Basically the genetic results confirmed what we kind of already knew. Becca and I are both carriers of the same recessive gene which produces NCL, but because we both have a good gene we are not affected by carrying the one recessive gene. Philip received both of the recessive genes from us and that has been the reason for the NCL diagnosis for him. The results we got on Monday indicated that Joyanna also received both of the recessive genes from us which means that she also has NCL. This did not come as a surprise to us since we had already seen the symptoms and because of the seizures that have presented over the past couple weeks. While we had hoped that the outcome would be different we realize that this diagnosis does not change the fact that God is still in control, that He will work out His plan and that this diagnosis is part of that plan. Outside of a supernatural intervention by God, Joyanna will follow a similar path that we have seen Philip go over the past 2 years. Everyone is unique though and her path will be slightly different but the end result will be the same.
While we are saddened by the diagnosis for Joyanna, we are rejoicing over confirmation on Monday that Ethan does not have NCL (he is a carrier of one recessive gene like Becca and I, but since he had one good gene, he does not have NCL). This is what we had prayed for and hoped for and it is a blessing to see God spare Ethan from that path.
On Tuesday, late in the afternoon, Becca got one call and made one call for scheduling two different appointments. One was to schedule an appointment with the gastroenterologist who would be able to make a decision on the best course of action regarding getting Philip a feeding tube. The appointment options were mid-October or the next morning (Wednesday) because of a cancellation. Becca quickly accepted the appointment on Wednesday morning.
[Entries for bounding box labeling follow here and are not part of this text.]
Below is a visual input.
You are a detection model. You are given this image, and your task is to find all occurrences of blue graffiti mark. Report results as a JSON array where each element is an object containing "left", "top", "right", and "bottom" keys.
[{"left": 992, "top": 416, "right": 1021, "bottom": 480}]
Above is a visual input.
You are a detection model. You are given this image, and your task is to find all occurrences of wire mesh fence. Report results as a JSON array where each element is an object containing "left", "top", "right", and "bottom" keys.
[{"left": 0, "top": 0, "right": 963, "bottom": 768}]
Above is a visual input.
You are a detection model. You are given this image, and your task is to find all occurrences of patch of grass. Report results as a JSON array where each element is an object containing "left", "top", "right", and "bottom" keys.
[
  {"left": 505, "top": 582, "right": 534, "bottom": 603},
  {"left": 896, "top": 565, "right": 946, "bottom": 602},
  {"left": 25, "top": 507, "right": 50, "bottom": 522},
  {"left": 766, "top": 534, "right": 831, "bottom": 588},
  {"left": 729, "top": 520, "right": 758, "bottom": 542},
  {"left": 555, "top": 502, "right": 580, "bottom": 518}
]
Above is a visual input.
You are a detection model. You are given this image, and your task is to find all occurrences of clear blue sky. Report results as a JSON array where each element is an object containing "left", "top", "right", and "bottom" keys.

The second call was to schedule an EEG for Joyanna to help with monitoring seizure activity. Usually they schedule about a month or so out, but there just happened to be an opening on Thursday morning because of another cancellation. Becca quickly accepted the sooner appointment. It has been a huge blessing to live only about 15 minutes from the hospital and doctors that have overseen almost all of Philip and Joyanna’s care. Also it is a blessing that Heartland allows me to be very flexible to attend appointments—sometimes on short notice. Those are just two more evidences of God’s hand preparing us even before any of the issues showed up.
Wednesday morning we went to Philip’s GI appointment. We met with the doctor and after talking through the need for a feeding tube and the options, she made the statement, “Why don’t we see if we can work on getting him in on August 18.” We were quite shocked that it would happen so quick, but it is a huge blessing. It is hard to describe the increasing issue it has become to get enough calories and fluids into Philip. The feeding tube will take a lot of the guesswork out of that and free up Becca, both mentally and physically, to be able to focus on other interaction with Philip that she hasn’t been able to have for a while since it takes so long to feed him.
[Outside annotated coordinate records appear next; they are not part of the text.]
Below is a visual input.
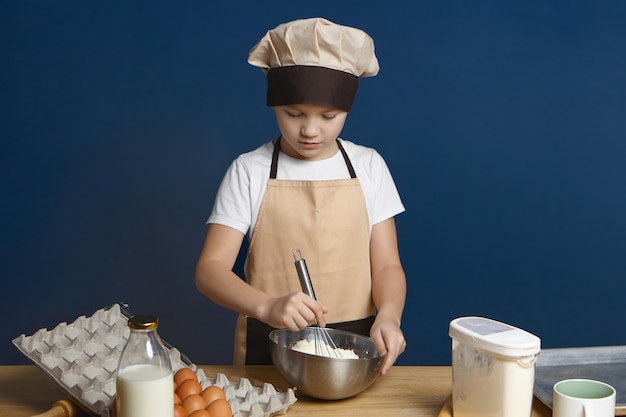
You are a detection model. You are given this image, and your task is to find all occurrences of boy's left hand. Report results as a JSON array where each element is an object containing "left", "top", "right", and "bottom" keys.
[{"left": 370, "top": 315, "right": 406, "bottom": 375}]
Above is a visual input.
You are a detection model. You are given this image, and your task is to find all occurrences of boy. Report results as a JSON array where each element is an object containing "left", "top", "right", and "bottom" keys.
[{"left": 196, "top": 18, "right": 406, "bottom": 375}]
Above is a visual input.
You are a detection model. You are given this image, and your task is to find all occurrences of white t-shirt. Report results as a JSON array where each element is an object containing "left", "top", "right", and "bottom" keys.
[{"left": 207, "top": 139, "right": 404, "bottom": 238}]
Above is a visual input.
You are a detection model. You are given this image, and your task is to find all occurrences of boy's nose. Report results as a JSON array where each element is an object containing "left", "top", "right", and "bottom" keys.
[{"left": 300, "top": 123, "right": 319, "bottom": 138}]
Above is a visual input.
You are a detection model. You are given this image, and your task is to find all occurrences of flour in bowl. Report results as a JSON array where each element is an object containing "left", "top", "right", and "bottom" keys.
[{"left": 291, "top": 339, "right": 359, "bottom": 359}]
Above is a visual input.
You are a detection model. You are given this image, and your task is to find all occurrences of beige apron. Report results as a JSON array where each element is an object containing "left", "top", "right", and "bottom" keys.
[{"left": 234, "top": 139, "right": 375, "bottom": 364}]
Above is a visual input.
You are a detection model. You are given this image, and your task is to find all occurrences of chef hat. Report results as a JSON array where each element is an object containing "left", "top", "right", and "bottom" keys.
[{"left": 248, "top": 18, "right": 379, "bottom": 112}]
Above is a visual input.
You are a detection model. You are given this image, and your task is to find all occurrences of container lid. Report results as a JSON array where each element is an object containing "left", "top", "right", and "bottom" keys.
[{"left": 449, "top": 317, "right": 541, "bottom": 357}]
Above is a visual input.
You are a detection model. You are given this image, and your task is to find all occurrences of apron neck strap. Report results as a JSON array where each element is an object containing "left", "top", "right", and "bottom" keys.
[{"left": 270, "top": 136, "right": 356, "bottom": 179}]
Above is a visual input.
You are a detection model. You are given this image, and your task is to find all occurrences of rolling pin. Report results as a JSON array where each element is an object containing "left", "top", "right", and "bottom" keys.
[{"left": 32, "top": 400, "right": 78, "bottom": 417}]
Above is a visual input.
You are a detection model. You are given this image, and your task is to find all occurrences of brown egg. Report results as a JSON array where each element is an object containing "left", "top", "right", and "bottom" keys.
[
  {"left": 200, "top": 385, "right": 226, "bottom": 404},
  {"left": 207, "top": 399, "right": 233, "bottom": 417},
  {"left": 176, "top": 379, "right": 202, "bottom": 401},
  {"left": 174, "top": 404, "right": 187, "bottom": 417},
  {"left": 183, "top": 394, "right": 207, "bottom": 414},
  {"left": 189, "top": 410, "right": 213, "bottom": 417},
  {"left": 174, "top": 368, "right": 198, "bottom": 386}
]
So, Philip is scheduled for surgery on August 18 to have the feeding tube placed. He will go in in the morning and they will place the tube and then admit him to the hospital overnight. If everything goes well he will get to come home on the 19th. We can give more details about the feeding tube and how that will change our lives, but that can wait for a future post. It is just a blessing that we will not have to wait until the middle of October to get the process started.
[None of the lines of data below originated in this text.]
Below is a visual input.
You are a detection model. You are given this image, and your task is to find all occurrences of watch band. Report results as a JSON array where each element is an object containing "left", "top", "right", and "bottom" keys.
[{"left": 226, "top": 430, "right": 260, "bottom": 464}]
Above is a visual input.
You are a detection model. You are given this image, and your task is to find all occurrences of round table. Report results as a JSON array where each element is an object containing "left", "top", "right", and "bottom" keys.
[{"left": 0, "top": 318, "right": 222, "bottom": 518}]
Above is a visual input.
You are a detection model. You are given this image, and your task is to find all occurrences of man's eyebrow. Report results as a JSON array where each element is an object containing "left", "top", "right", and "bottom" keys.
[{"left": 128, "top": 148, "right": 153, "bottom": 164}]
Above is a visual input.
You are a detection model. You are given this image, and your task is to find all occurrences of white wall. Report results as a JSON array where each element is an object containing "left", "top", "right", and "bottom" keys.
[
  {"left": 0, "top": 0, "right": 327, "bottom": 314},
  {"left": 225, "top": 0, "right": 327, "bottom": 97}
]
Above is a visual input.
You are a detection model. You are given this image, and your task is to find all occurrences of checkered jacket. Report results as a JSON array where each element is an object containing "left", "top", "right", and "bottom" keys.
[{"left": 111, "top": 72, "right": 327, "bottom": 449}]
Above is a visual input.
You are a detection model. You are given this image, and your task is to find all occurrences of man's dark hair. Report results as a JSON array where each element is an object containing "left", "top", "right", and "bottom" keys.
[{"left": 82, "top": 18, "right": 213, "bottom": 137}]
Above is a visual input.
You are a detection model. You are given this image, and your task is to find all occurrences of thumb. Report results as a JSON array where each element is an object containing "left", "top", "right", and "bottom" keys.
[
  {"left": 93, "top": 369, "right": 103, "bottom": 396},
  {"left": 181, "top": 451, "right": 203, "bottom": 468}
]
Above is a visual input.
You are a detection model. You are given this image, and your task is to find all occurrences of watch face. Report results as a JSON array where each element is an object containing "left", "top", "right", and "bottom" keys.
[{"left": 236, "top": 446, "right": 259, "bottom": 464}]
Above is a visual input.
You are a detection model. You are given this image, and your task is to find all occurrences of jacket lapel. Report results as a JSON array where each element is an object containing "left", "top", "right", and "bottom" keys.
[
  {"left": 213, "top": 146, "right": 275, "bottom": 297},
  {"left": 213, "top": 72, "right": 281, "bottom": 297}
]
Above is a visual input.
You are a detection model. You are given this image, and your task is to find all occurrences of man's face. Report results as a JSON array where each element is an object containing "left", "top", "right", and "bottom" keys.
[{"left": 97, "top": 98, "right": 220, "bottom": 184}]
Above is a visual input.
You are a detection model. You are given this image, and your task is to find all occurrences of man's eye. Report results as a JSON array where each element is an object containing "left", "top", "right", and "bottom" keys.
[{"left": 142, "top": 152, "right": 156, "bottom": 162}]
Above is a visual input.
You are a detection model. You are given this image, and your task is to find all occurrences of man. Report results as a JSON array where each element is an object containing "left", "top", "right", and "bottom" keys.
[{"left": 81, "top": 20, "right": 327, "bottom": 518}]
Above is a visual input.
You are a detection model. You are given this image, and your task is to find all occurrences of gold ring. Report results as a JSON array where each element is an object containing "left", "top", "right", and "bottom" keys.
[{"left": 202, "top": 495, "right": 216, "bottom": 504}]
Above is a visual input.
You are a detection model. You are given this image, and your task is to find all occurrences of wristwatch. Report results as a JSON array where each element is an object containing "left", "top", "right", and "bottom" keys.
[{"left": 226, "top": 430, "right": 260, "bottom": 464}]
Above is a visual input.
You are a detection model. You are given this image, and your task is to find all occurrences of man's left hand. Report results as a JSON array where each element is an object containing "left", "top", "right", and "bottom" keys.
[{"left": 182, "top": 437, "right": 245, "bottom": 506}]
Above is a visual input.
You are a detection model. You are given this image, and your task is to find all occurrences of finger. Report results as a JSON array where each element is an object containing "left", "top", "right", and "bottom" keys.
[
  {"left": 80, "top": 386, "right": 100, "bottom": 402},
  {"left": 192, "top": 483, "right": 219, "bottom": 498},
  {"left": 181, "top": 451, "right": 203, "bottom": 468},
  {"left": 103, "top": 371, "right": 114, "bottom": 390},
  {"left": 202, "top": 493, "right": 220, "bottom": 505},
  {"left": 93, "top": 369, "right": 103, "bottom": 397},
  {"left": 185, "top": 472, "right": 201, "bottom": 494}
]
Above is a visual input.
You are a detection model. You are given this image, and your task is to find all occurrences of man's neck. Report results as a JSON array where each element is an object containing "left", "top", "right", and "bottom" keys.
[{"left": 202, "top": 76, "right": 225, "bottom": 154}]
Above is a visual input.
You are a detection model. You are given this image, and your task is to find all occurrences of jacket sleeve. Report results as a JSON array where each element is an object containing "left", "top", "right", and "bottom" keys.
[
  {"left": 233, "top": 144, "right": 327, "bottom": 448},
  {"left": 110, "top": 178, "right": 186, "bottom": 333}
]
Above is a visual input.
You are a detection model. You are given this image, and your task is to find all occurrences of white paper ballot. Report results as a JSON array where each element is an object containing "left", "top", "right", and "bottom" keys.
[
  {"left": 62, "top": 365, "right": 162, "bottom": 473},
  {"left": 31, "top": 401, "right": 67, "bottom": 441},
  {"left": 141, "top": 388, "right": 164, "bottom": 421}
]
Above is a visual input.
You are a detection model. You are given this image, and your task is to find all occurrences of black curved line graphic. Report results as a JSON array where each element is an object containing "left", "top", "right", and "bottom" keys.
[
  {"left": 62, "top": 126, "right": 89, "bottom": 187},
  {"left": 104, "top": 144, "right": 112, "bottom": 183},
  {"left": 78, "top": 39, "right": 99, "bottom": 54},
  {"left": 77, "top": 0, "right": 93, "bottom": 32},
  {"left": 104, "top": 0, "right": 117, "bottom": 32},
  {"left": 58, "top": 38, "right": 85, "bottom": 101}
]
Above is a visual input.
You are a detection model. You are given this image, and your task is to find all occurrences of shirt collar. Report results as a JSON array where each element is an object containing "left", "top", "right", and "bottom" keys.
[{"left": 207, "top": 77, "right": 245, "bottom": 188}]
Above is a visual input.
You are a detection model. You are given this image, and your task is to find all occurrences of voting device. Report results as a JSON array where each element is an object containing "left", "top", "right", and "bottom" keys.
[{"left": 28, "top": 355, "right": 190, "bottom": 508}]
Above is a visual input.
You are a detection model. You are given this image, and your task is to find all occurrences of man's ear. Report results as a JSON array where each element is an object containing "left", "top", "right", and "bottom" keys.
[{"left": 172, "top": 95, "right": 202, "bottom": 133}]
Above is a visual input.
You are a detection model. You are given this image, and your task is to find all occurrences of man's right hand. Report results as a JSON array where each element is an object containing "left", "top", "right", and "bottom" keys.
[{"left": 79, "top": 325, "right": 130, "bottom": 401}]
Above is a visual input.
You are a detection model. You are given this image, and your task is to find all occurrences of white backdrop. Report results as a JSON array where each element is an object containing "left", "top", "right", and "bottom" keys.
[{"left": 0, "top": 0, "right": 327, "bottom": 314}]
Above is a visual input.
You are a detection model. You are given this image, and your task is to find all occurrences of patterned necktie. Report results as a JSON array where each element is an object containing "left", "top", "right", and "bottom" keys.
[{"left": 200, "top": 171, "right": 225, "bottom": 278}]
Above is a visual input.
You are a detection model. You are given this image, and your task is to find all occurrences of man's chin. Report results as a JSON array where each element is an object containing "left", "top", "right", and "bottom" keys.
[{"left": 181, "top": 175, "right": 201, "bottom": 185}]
This morning, Thursday, we took Joyanna in for her first EEG. They hook up about 30 wires to the head and monitor brainwaves for about 20-30 minutes to watch for seizure activity. Because this is her first and because her seizures are mostly under control, this particular EEG will probably more set a baseline to observe changes in seizure activity as time goes on. We have had one more tonic-clonic seizure with Joyanna since our last post and have continued to see some small ones here and there. We are currently increasing dosage of her medicine to gain more control.
That is where we are as of right now. Tomorrow Philip has an appointment with nephrology to discuss some concerns we have had about kidney stones or something of the sort.
Makes for a lot of appointments in one week, but it is a blessing that we were able to get a couple of them in now, when usually they schedule a lot further out.
How to pray: God had taken care of us in a very real way and we are really wanting for nothing materially, but we certainly appreciate and covet your prayers for the peace of God in our hearts that His way is the best way and the right way (just like it has always been). We know that in our heads, but sometimes it is harder to remember on a day to day basis in the middle of workings of God that you don’t always understand. Pray for seizure control for Joyanna with the least amount of side effects from medicine and with that, wisdom for the right medicine. Pray for Philip to sleep well at night and not lose weight over these last two weeks before the feeding tube.